Tuesday, 15 January 2002: 9:30 AM
Comparison of methods for adjusting inhomogeneous radiosonde temperature data
Melissa Free, NOAA/ARL, Silver Spring, MD
The radiosonde record gives important information about upper air temperature trends and variability, but suffers from numerous instrument and procedural changes that may distort those trends. Because radiosonde stations are typically more widely spaced than surface stations, and because instrument changes are often simultaneous throughout an entire country, adjustments based on comparisons of individual records with neighboring station data are not usually useful. Statistical methods for the detection of discontinuities are insufficient by themselves because they do not distinguish natural from artificial changes. The three main approaches that have been used to adjust radiosonde temperature data are: (1) physical modeling of the radiation-induced errors of individual instrument types (R. Eskridge and J. Luers, National Climatic Data Center); (2) comparison with satellite data (D. Parker and M. Gordon, U.K. Met Office, and J. Christy, University of Alabama); and (3) “expert committee” decisions based on multiple criteria (J. Lanzante and S. Klein, NOAA Geophysical Fluid Dynamics Laboratory, and D. Seidel, NOAA Air Resources Lab).

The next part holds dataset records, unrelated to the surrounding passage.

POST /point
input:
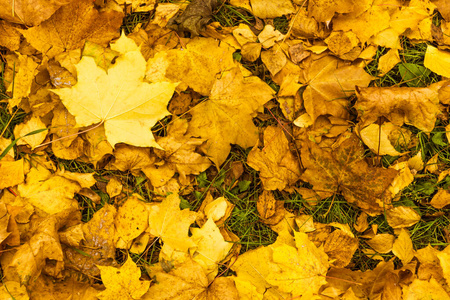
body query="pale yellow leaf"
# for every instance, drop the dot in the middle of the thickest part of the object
(437, 61)
(401, 217)
(403, 248)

At a workshop in October 2000, methods to identify and adjust for inhomogeneities in radiosonde records were discussed and the results of applying those methods to a common set of 12 radiosonde stations were compared. Fewer than 50% of the discontinuities found by different groups at the same stations were within one year of each other. Even when the dates coincided, the amounts and even the signs of the adjustments at individual pressure levels varied widely. For some stations and levels, the effect of adjustments on trends is comparable in size to the trends themselves. These comparisons suggest that individual station time series adjusted by different methods can differ substantially, with potentially significant effects on local or regional trends.

A new project is underway to create an improved subset of radiosonde temperature data from the CARDS database. Starting with an 87-station dataset for 1958-1997 adjusted using the expert committee approach, the project will include additional stations and extend the dataset to the present, with provision for future updating at NCDC.